War
- Cover
- Author: Simon Hawke
- Language: English
- Genre: Fantasy novel
- Published: 1996
- Publication place: United States
- Media type: Print
- ISBN: 0-7869-0495-X

= War (Hawke novel) =

Novel by Simon Hawke

War is a fantasy novel by Simon Hawke, set in the world of Birthright, and based on the Dungeons & Dragons role-playing game. The novel was published in May 1996 (ISBN 0-7869-0495-X).

==Plot summary==
War is a novel in which the humans have driven the indigenous elves to return to the forest of Cerilia, after the servants of the Dark One forced the humans away from their own ancestral lands, leaving the elves with an uneasy peace with the humans after centuries of conflict.
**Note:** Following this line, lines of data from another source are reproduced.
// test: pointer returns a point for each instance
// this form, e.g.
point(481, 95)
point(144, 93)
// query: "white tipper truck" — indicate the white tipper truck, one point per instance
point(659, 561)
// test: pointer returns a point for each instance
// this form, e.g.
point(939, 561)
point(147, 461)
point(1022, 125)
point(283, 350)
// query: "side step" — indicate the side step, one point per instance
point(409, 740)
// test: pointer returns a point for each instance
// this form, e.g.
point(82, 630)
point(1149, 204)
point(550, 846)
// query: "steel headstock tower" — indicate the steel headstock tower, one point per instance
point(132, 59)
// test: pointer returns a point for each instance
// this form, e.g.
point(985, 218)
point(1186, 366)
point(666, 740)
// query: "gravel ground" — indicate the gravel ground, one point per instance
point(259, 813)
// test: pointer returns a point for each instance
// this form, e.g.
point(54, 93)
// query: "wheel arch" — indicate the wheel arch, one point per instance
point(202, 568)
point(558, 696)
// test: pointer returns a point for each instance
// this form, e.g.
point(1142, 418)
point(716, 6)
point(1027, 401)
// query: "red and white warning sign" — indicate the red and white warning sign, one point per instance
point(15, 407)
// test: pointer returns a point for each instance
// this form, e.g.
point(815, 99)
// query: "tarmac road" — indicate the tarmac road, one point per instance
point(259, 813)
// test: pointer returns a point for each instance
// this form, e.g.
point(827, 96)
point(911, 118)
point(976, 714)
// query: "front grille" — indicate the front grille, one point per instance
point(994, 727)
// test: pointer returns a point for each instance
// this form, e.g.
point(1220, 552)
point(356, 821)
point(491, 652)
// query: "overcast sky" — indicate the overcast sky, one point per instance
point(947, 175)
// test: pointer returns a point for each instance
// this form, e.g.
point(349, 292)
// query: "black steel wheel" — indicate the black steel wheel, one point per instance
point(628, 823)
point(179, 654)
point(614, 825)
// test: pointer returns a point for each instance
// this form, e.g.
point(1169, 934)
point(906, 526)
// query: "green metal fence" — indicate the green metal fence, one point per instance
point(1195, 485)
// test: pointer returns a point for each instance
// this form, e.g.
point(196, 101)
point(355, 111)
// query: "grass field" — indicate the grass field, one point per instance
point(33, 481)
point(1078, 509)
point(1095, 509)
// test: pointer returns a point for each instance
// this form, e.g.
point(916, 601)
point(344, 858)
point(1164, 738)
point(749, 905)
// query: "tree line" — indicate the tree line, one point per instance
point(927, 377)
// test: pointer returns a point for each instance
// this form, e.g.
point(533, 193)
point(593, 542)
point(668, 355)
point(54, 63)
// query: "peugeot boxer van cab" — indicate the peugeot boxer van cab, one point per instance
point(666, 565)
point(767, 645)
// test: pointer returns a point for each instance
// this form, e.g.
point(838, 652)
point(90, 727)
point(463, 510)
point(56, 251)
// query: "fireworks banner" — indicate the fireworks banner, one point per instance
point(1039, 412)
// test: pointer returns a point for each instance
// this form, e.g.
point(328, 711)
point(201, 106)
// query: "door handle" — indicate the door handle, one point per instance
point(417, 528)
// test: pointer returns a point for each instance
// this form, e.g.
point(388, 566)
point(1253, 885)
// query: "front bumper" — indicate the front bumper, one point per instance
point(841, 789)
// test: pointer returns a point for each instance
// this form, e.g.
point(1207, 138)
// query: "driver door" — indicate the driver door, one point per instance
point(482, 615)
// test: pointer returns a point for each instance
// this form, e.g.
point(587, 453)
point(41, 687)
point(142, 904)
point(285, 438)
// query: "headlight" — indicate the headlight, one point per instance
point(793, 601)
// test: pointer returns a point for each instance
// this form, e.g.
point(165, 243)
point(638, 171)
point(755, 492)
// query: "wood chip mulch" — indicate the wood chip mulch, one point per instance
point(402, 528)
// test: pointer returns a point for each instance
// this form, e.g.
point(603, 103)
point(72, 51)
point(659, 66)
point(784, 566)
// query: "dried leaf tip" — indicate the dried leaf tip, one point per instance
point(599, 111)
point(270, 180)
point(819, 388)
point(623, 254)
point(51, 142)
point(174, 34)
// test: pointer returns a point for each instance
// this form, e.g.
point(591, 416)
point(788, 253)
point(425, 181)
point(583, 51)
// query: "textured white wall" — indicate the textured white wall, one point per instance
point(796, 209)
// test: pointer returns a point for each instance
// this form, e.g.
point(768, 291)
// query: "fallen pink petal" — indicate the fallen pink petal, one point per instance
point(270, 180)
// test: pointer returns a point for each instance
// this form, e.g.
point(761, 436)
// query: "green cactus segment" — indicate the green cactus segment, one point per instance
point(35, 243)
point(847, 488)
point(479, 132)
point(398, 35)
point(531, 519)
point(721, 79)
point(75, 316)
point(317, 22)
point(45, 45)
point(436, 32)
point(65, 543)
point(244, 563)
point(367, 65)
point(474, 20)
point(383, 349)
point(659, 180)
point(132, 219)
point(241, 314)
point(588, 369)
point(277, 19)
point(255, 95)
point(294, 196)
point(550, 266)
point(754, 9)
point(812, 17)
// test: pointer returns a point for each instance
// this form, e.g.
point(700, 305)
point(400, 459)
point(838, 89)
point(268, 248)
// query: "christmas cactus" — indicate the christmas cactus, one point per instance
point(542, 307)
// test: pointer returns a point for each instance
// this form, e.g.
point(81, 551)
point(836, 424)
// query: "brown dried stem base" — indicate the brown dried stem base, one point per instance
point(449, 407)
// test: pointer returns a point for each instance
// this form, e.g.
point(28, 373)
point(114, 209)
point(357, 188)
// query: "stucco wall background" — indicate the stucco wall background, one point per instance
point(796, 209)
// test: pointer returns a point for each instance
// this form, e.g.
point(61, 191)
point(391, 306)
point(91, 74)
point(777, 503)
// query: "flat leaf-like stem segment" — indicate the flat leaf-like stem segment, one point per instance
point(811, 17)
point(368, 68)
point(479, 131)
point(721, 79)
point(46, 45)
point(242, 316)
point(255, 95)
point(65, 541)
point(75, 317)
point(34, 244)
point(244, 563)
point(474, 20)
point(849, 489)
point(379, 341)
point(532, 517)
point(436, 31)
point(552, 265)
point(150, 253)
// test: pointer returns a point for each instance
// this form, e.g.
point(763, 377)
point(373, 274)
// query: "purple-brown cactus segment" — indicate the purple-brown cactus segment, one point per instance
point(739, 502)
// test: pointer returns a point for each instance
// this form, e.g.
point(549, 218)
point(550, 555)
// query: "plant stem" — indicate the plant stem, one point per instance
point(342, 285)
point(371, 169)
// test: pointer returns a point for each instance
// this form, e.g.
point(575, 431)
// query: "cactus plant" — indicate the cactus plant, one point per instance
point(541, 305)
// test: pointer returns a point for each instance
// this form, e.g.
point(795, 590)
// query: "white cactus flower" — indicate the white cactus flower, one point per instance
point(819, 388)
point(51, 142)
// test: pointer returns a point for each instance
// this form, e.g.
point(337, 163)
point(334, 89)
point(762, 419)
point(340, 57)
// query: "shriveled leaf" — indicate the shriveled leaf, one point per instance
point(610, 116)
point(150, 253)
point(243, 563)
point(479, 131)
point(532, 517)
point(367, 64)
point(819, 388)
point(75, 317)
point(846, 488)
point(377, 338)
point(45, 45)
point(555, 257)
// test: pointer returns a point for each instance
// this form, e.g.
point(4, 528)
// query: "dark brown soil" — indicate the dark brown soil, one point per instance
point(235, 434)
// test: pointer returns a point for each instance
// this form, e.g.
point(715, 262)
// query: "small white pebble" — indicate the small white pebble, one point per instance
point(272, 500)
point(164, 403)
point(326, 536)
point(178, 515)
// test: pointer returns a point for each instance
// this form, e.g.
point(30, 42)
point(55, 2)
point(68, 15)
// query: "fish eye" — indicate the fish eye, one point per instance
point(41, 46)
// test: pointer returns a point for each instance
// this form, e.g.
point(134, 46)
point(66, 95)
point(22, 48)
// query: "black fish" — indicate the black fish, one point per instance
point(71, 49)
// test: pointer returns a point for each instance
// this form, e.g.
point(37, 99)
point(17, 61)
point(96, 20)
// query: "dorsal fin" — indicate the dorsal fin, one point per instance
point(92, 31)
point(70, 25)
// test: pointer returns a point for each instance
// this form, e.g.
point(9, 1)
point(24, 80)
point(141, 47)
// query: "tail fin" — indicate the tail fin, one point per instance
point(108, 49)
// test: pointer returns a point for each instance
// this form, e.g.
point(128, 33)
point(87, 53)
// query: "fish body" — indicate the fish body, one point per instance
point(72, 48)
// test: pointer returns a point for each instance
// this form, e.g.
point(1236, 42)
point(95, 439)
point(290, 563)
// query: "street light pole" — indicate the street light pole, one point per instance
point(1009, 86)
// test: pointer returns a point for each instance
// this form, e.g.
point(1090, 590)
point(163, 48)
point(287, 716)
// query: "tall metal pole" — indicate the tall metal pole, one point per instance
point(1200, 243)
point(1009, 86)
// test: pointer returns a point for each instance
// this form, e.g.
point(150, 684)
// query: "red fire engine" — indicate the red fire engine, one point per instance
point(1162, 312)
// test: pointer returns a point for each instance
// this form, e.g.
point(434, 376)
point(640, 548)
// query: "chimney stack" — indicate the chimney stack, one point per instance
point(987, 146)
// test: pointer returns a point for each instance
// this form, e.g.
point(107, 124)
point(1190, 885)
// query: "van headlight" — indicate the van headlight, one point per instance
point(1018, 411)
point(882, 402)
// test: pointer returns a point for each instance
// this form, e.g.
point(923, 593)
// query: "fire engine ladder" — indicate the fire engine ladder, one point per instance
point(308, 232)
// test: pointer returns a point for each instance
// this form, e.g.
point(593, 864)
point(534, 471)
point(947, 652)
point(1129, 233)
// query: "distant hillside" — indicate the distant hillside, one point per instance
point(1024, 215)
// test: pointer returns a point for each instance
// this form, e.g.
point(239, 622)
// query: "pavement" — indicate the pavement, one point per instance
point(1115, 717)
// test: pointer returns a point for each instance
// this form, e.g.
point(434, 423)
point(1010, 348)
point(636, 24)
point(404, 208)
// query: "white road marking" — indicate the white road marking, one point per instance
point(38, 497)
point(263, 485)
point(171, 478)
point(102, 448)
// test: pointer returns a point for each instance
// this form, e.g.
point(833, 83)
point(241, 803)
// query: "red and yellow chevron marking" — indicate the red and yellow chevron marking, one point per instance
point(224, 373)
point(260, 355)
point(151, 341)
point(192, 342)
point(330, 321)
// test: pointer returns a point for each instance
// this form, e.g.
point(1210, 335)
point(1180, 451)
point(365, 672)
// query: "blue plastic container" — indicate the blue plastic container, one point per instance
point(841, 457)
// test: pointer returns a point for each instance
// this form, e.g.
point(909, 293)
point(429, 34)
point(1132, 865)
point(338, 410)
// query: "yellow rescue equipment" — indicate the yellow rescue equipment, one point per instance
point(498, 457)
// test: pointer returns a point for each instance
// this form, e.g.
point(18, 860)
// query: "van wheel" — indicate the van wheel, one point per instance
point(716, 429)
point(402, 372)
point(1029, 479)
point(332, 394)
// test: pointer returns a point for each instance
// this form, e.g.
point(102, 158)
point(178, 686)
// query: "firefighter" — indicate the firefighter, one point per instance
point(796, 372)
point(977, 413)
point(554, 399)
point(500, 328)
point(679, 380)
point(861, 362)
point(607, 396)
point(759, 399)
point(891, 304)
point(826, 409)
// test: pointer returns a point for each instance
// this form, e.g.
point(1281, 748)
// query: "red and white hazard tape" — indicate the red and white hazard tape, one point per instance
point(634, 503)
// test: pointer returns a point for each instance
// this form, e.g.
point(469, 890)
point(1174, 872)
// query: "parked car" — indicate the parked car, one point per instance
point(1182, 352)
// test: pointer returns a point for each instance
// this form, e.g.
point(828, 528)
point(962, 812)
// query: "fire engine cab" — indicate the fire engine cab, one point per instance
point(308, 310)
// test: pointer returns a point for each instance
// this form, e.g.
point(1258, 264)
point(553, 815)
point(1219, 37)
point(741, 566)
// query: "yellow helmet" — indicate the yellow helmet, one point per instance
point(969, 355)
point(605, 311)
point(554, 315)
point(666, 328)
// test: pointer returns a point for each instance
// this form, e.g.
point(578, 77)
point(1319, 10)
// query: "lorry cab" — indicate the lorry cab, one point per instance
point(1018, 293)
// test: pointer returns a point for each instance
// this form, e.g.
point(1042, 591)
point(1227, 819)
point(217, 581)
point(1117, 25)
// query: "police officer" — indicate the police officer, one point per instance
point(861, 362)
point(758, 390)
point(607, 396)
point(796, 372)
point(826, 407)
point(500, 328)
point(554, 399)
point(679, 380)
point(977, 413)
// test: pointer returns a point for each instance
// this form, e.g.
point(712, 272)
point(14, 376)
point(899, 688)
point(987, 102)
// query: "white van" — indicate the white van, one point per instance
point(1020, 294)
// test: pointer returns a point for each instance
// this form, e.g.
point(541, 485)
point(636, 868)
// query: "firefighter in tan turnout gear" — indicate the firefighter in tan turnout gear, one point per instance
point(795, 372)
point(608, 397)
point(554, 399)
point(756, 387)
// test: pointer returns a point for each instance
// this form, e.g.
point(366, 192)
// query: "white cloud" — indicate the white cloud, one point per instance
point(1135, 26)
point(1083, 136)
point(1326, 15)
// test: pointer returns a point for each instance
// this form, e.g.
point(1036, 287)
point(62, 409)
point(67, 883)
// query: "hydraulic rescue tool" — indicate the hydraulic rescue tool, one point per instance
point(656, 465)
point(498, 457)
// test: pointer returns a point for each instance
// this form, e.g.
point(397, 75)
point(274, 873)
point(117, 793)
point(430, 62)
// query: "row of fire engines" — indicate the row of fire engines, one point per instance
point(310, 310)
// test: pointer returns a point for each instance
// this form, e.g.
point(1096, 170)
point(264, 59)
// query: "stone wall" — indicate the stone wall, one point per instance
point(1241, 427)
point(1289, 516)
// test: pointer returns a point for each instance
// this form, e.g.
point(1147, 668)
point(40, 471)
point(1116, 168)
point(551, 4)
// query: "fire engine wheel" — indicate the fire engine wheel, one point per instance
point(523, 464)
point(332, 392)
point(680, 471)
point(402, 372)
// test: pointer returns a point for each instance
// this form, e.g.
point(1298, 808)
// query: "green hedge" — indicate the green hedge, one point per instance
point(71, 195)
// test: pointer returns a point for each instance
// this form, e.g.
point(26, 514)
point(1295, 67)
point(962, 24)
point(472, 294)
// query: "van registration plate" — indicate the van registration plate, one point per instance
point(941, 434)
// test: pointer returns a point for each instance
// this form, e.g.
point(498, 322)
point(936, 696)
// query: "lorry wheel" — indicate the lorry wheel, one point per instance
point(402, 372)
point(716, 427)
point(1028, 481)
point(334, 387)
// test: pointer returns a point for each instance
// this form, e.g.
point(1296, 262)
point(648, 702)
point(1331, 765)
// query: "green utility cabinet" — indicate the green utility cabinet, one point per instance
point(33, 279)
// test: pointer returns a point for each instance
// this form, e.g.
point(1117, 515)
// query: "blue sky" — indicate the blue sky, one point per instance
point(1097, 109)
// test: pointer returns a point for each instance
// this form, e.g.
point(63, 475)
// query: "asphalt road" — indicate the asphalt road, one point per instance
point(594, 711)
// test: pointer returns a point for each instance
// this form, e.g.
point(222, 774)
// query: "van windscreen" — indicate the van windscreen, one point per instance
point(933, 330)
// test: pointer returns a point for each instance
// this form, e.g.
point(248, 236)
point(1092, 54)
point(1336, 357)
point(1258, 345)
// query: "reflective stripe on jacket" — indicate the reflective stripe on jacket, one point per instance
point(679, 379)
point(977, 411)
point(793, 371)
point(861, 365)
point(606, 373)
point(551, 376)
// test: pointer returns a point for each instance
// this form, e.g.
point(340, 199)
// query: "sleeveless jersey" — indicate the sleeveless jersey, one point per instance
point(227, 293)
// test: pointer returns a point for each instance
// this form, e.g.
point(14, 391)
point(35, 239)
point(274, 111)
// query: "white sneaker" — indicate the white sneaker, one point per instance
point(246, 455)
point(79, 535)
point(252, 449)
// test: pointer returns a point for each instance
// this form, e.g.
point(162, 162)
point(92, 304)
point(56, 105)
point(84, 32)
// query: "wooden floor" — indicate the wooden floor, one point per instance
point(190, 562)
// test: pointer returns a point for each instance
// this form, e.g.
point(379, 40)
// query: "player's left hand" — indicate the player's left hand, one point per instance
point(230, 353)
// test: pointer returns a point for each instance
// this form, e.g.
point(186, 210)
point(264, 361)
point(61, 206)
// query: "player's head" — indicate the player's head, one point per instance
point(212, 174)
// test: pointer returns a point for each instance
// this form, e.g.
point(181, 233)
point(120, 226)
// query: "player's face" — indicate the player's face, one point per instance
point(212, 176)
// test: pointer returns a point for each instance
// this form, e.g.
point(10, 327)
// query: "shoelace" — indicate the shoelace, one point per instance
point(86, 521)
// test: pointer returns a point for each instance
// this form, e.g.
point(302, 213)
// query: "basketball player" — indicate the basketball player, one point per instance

The elves must deal with an empty throne while they fear that the humans will continue to expand their civilization into the forest.

==Reception==
Jonathan Palmer reviewed War for Arcane magazine, rating it an 8 out of 10 overall. He comments that "Hawke seems to be building himself a soap opera here, one perhaps more like Dallas than anything else. The sequel to The Iron Throne [...] is aptly titled, but the plot of this new series of Birthright books is beginning to focus on what goes on in the bedroom rather than what happens on the battlefield. This writer likes to describe intrigue born of sexual power, blackmail and underhand dealings, and he interprets (probably correctly) civil war as a time for personal vendettas as well as national scores." He continues: "Although this is 'Time of Legends' fantasy, there are a lot of parallels with the politics of the Arizona Indian Reservation where the author lives. Gannd, the son of the elf warrior Sylvanna and Lord Aedan of Anuire, is what humans pejoratively refer to as a 'breed' - half-elf, half-human. His character develops as he travels with the rather two-dimensional Reese. [...] And, if you don't want politics, Simon Hawke is also obviously an American football fan as one scene clearly shows." Palmer concludes his review by saying, "Hawke's world is detailed and convincing. He writes with a languid confidence and the clarity not to confuse you with the intricacy of his plotting. The Iron Throne had an easier wit, but this is a commendable sequel and an inspiring read for anyone involved in a Birthright campaign. You don't need to have read the first book to enjoy War, because much of what has happened before is cleverly re-capped. But I would advise you to do so anyway, not because it has the same cover image, but because it's good and this series could go on for a while."